This will happen in the second step. They will sue you. I have however, an insurance which covers legal costs. Talked with them about that. So, that is not the issue. If you cant pay, which is my case, you will have a long process with liquidator etc. But in the end, they will still lose some money, if a person cant pay.
I want to be clear that I know how much these things hurt. Be strong... you'll pull out of this. You have to take the loss, take the lesson, and move on. You have no legal recourse. The problem is that it was a wild, reckless trade. To sell naked calls into a stock being squeezed like this is tantamount to putting all your money on one number in Roulette. You'll get no sympathy from the regulators... you were contributing to the (arguable) manipulation. The fundamental problem here is that you didn't cover your calls. You didn't hedge! Naked calls/puts are extremely dangerous! Honestly I'm surprised that your broker even let you do this, and that the trade made it past automated risk checks. I've worked in this field for a long time. If I saw one of my guys making this trade I think I would physically throw them against a wall, get in their face, and tell them to either hedge it or close out IMMEDIATELY! I read stuff like this and start thinking that I should be doing some mentoring. I just don't see myself smart enough to mentor... but maybe I could save some people from this kind of thing.
Hopefully they make it right, like they did with oil negative. This is different, but still... you never know. Good luck with it.
That's true. Thank you for the comment. Obviously, I will take the loss and take responsibility for the fuck-up. However, the broker is to blame for certain points and they know it as well, hence a certain loss can be cut to a degree. Otherwise, they could just write any number, liquidate all your positions and blame it on market volatility, technical problems, etc.
Understood, but you are responsible for your unlimited risk--and signed off (when opening the account) on absolving IBKR of any risk due to system failures. You could have called into the trade desk any time within those four hours... or at least made the attempt.
I tried some times to call during the 4 hours. Try to get to them on a normal day. Imagine getting to them on exactly that day. Had no luck.

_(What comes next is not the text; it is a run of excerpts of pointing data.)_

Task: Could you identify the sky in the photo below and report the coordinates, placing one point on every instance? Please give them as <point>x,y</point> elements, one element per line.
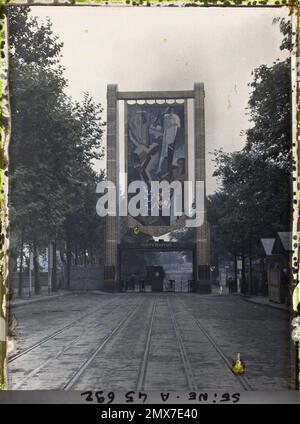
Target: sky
<point>169,49</point>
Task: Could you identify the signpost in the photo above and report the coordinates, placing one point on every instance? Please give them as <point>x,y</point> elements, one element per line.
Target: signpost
<point>30,273</point>
<point>50,266</point>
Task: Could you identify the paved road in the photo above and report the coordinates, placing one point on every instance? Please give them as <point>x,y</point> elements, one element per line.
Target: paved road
<point>149,342</point>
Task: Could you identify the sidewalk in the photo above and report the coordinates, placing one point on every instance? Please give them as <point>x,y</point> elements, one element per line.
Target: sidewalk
<point>264,301</point>
<point>44,296</point>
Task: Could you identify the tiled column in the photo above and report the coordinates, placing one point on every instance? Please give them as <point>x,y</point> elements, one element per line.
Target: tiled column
<point>202,233</point>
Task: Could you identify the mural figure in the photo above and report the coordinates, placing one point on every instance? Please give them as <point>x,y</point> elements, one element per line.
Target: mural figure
<point>156,147</point>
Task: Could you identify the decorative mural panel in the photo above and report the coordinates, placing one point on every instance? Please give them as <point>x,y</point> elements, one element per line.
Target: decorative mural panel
<point>156,149</point>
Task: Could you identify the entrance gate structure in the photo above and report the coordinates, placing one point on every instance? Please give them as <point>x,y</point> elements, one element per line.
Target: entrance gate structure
<point>163,136</point>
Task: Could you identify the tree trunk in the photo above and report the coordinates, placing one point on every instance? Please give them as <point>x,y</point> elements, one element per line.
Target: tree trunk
<point>20,286</point>
<point>235,271</point>
<point>76,254</point>
<point>85,259</point>
<point>37,287</point>
<point>244,284</point>
<point>54,267</point>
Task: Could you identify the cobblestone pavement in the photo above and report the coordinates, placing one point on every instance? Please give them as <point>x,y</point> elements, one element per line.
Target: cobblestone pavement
<point>149,342</point>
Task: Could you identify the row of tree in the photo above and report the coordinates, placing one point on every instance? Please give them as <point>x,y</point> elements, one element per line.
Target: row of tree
<point>54,140</point>
<point>254,200</point>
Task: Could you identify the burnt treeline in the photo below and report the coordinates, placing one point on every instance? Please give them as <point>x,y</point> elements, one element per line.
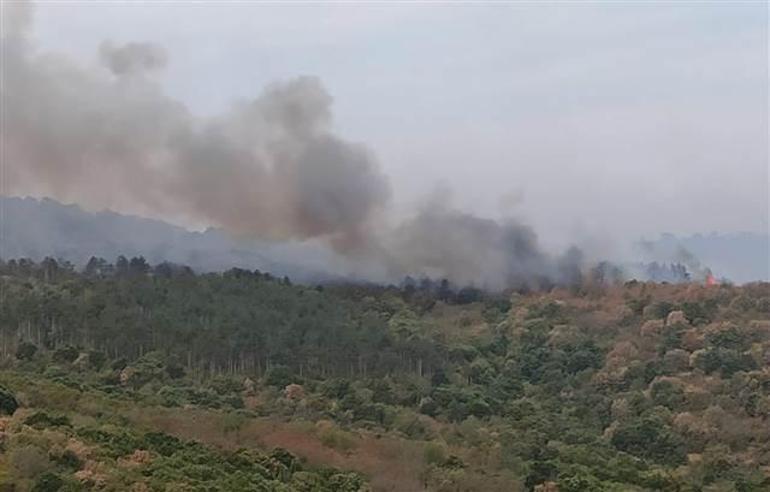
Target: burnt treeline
<point>238,321</point>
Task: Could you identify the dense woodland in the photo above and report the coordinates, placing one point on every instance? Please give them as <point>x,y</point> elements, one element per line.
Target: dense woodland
<point>157,378</point>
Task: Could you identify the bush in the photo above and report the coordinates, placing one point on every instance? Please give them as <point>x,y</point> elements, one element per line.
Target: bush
<point>29,461</point>
<point>8,402</point>
<point>48,482</point>
<point>66,354</point>
<point>41,420</point>
<point>26,351</point>
<point>434,454</point>
<point>96,359</point>
<point>279,376</point>
<point>649,437</point>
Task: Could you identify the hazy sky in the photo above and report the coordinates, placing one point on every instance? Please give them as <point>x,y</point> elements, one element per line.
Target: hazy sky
<point>610,119</point>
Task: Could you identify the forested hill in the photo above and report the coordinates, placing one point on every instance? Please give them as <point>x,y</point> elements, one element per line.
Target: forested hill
<point>609,388</point>
<point>32,228</point>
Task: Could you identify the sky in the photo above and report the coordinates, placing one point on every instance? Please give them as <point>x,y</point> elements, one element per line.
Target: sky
<point>591,121</point>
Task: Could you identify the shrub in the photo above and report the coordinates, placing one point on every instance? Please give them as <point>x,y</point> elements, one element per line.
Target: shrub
<point>29,461</point>
<point>26,351</point>
<point>48,482</point>
<point>8,402</point>
<point>66,354</point>
<point>279,376</point>
<point>434,454</point>
<point>41,420</point>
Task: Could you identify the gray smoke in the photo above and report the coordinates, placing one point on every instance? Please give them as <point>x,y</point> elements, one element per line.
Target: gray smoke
<point>270,168</point>
<point>132,58</point>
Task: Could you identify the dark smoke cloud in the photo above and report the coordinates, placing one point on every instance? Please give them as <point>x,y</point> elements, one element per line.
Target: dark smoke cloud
<point>132,58</point>
<point>270,167</point>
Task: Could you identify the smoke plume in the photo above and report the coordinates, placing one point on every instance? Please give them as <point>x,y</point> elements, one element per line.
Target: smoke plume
<point>270,167</point>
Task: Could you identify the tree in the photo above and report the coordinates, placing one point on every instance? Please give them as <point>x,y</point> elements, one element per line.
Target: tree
<point>8,403</point>
<point>26,351</point>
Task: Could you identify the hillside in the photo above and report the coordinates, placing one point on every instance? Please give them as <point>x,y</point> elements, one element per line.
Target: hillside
<point>161,379</point>
<point>35,229</point>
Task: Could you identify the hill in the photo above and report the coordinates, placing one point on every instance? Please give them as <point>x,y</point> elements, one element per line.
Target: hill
<point>161,379</point>
<point>35,229</point>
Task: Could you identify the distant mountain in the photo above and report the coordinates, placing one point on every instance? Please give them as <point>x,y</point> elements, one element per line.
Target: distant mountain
<point>37,228</point>
<point>740,257</point>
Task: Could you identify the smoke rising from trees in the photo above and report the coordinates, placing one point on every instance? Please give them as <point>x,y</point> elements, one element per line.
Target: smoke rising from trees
<point>271,167</point>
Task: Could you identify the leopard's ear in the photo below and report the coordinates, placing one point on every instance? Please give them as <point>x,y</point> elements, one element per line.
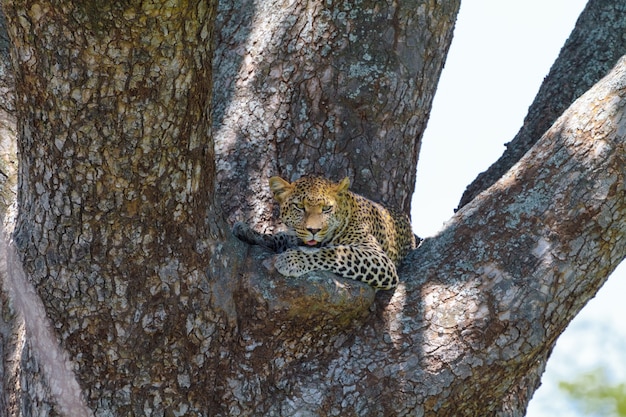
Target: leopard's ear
<point>343,185</point>
<point>280,188</point>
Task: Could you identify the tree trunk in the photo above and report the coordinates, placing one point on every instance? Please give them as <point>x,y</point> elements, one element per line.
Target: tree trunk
<point>159,311</point>
<point>117,224</point>
<point>592,49</point>
<point>333,88</point>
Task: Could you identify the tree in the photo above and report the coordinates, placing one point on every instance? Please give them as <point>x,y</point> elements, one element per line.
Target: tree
<point>125,186</point>
<point>595,394</point>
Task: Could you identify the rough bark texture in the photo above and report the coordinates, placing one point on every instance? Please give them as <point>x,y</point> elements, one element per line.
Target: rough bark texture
<point>324,87</point>
<point>116,226</point>
<point>470,330</point>
<point>594,46</point>
<point>136,301</point>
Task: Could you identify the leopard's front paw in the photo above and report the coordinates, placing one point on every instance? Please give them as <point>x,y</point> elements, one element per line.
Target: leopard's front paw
<point>241,230</point>
<point>290,263</point>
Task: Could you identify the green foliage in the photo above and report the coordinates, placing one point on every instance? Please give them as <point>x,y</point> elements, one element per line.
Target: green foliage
<point>596,395</point>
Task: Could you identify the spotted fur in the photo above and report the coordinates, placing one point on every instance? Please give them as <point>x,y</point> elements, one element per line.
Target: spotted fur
<point>334,229</point>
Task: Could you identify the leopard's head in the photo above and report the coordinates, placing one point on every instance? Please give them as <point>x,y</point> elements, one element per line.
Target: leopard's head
<point>313,207</point>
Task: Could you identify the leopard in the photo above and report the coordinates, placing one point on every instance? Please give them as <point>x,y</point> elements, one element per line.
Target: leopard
<point>333,229</point>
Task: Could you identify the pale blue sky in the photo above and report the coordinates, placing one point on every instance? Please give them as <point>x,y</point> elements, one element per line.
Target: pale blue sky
<point>500,54</point>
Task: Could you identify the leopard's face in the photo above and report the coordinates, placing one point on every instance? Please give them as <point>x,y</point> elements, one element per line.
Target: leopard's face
<point>312,207</point>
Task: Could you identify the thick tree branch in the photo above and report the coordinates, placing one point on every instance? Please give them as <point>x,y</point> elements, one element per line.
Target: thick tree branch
<point>484,301</point>
<point>594,46</point>
<point>333,88</point>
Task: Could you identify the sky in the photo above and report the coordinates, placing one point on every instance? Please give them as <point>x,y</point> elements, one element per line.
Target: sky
<point>500,54</point>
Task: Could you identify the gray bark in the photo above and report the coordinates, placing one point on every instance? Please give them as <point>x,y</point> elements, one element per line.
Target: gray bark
<point>592,49</point>
<point>154,309</point>
<point>469,331</point>
<point>333,88</point>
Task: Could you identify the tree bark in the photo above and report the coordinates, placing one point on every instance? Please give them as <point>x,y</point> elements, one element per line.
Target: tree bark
<point>137,301</point>
<point>592,49</point>
<point>470,330</point>
<point>117,224</point>
<point>333,88</point>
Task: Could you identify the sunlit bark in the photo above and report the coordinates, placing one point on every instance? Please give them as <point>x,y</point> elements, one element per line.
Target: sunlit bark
<point>135,292</point>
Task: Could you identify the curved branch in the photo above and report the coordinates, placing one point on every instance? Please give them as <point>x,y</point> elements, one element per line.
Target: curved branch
<point>484,301</point>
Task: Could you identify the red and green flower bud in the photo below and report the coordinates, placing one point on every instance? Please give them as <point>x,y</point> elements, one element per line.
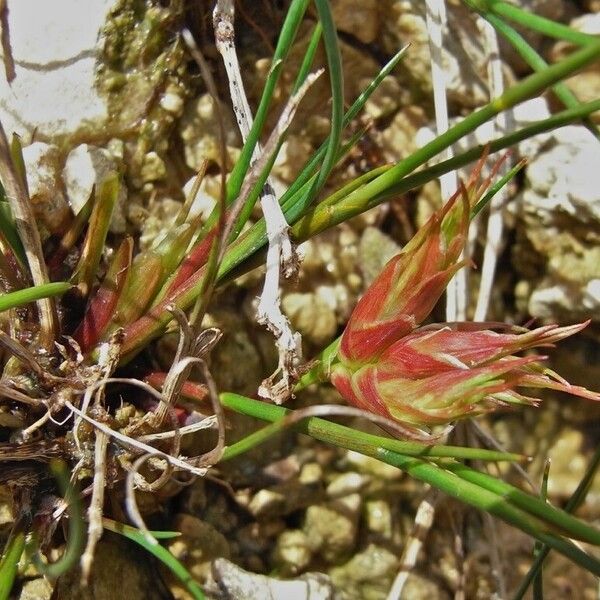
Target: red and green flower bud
<point>439,374</point>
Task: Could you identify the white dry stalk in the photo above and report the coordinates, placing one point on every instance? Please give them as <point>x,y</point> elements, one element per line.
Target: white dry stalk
<point>95,509</point>
<point>129,442</point>
<point>280,253</point>
<point>423,523</point>
<point>107,363</point>
<point>502,124</point>
<point>435,18</point>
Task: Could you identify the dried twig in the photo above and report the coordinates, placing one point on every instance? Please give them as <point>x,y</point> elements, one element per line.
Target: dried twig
<point>280,254</point>
<point>107,365</point>
<point>503,123</point>
<point>131,443</point>
<point>435,17</point>
<point>423,523</point>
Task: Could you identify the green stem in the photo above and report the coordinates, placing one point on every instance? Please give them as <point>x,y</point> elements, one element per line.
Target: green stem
<point>76,537</point>
<point>534,522</point>
<point>328,431</point>
<point>537,63</point>
<point>574,502</point>
<point>10,561</point>
<point>160,553</point>
<point>532,21</point>
<point>20,297</point>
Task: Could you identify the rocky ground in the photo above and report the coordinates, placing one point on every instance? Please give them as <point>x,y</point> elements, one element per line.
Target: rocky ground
<point>103,85</point>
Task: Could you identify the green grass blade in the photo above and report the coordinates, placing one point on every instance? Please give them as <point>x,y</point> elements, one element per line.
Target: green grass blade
<point>497,186</point>
<point>161,554</point>
<point>328,431</point>
<point>9,230</point>
<point>289,29</point>
<point>10,561</point>
<point>76,537</point>
<point>560,519</point>
<point>483,499</point>
<point>459,486</point>
<point>531,21</point>
<point>20,297</point>
<point>574,502</point>
<point>525,89</point>
<point>95,239</point>
<point>537,63</point>
<point>336,79</point>
<point>243,252</point>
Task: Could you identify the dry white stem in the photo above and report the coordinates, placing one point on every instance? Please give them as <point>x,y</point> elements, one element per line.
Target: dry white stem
<point>423,523</point>
<point>435,17</point>
<point>503,124</point>
<point>26,433</point>
<point>207,423</point>
<point>280,253</point>
<point>131,443</point>
<point>95,528</point>
<point>18,199</point>
<point>107,364</point>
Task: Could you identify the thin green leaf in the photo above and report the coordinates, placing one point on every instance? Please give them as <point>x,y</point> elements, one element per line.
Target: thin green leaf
<point>531,21</point>
<point>564,523</point>
<point>20,297</point>
<point>161,554</point>
<point>9,229</point>
<point>122,529</point>
<point>287,35</point>
<point>76,537</point>
<point>244,248</point>
<point>328,431</point>
<point>101,308</point>
<point>538,582</point>
<point>10,561</point>
<point>537,63</point>
<point>95,239</point>
<point>574,502</point>
<point>334,63</point>
<point>497,186</point>
<point>483,499</point>
<point>72,234</point>
<point>530,515</point>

No. It was the trade, and ultimately it was YOU. Take accountability for your positions. I feel very strongly about this. I will not allow you to point a finger at your broker. You need to understand this point, or you'll get burned again. You left yourself exposed. You can't do this in trading! Perhaps if you're paying $1M/month for a colo at the Nasdaq, them (maybe!) you'll get your execution times and prices. A guy like you must learn how to structure your trades to remove risk like this. YOU must learn to hedge!
this is what I was mentioning to the GME fools trading options, the bid/ask volume for options is very volatile in normal time, in a panic situation, it's far worse. It's possible that the broker couldn't find a volume/price match on the different option exchange to liquidate them pronto. Instead it took 4 hours, not abnormal. Trading options is hard, unless you keep them until they expire for risk exposure or specific strategies, you could face serious liquidity and price risk. The margin call you were getting could have been solved if you had ACH or wire transfer cash in your account immediately. Also your corresponding broker (not IBKR) might have played a role in all this.
We are speaking about 5 options in one of the most traded stocks of that day. I am not an expert, but I can tell you that volume/price match could not be a big problem at all in 4 hours. If I had 500000 options, probably yes.